New York, Pennsylvania and Maryland
I’ve seen the Susquehanna River in three different locations. The Glimmerglass Festival in Cooperstown, NY, where I interned in the summer of 2017, lies on the north end of Otsego Lake, which is the source of the river; a bridge 8 miles south in downtown Cooperstown touts itself as the head of the Susquehanna. As a result, I’ve seen a lot of the lake and the various streams and ponds that feed it in Springfield and the surrounding area, and even driven twice near the Susquehanna from Otsego Lake to Oneonta.

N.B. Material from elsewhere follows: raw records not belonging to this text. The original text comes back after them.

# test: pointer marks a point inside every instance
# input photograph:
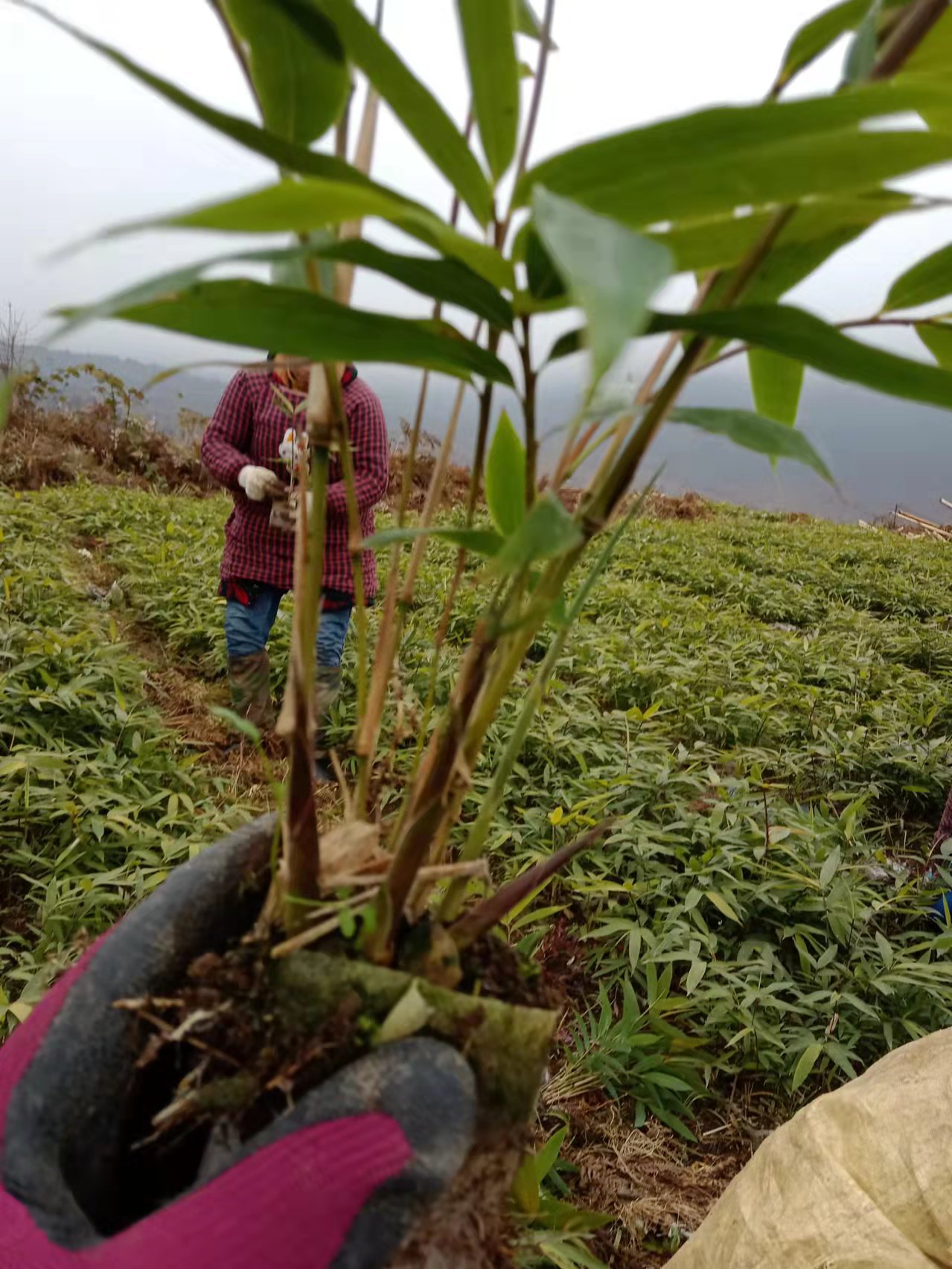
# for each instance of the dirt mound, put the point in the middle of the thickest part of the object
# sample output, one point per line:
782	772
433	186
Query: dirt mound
455	486
682	507
55	447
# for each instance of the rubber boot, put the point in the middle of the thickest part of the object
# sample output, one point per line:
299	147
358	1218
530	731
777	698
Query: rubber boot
252	688
327	688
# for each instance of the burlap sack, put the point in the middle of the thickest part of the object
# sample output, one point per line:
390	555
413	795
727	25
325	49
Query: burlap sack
858	1179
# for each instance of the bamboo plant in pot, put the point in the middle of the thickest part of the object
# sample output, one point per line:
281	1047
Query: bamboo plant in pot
277	961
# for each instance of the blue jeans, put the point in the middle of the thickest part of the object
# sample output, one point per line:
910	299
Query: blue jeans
248	626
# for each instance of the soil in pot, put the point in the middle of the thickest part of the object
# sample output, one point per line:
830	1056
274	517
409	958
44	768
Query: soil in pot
243	1041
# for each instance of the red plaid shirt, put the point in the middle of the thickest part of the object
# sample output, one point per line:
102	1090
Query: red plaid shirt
248	428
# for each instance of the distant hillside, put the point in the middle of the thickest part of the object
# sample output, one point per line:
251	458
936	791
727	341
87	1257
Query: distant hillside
881	451
164	400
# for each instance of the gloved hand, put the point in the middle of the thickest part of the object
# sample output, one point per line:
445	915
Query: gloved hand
258	482
334	1182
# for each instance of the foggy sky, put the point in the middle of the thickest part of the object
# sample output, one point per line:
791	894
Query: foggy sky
90	146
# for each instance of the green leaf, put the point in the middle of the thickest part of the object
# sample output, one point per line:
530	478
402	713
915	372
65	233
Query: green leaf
776	383
409	1015
479	541
817	36
926	282
801	336
829	869
710	163
447	281
525	1187
753	432
939	339
782	269
840	1056
7	385
697	971
302	86
253	315
410	100
547	1157
234	720
527	22
721	904
805	1064
861	55
505	477
611	272
547	531
314	203
489	39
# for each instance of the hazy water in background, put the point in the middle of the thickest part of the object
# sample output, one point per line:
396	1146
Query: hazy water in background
881	451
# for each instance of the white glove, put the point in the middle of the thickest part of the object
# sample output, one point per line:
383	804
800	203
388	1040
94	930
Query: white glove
258	482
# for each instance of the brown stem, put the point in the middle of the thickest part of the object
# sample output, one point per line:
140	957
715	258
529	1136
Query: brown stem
528	409
916	25
482	919
534	103
237	50
438	772
389	635
482	437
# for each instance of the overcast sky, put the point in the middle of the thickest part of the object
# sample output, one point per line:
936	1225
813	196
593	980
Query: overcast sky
86	146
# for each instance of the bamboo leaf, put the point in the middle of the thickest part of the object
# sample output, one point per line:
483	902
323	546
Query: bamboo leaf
315	203
234	720
448	281
782	269
525	1187
527	22
547	531
776	383
413	103
302	86
861	55
939	339
712	162
814	39
253	315
721	241
479	541
926	282
829	869
801	336
754	432
547	1157
489	39
805	1065
694	975
505	477
611	272
408	1017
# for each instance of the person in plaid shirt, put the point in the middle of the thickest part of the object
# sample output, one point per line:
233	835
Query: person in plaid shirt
245	448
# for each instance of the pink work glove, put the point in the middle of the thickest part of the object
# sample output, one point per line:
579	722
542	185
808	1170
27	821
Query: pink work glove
334	1182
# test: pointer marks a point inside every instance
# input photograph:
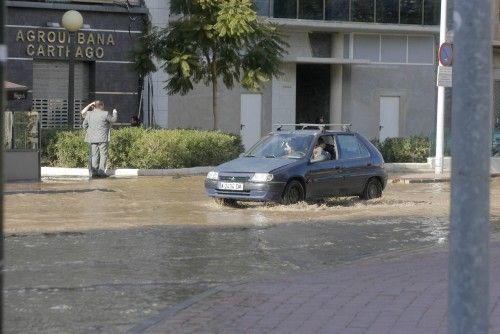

My second connection to it came when I toured Bucknell University in Lewisburg, PA (a school I ultimately did not apply to), which lies on the west side of the river’s west branch. Admittedly it’s unconnected to the main source at Otsego Lake, although to get there we also had to drive over the main branch that runs back to Cooperstown. The river is larger here, more significant,
Finally having once taken the road trip from Massachusetts to DC I’ve travelled over it on I-95 in Maryland. The river is very wide at this point as only a couple miles from the interstate bridge it drains into Chesapeake Bay going south to the Atlantic Ocean. There’s something spectacular about being able to see a river at three different points hundreds of miles away from each other. It makes me think about how small things can grow into big things, and how the power of water transcends boundaries and distances.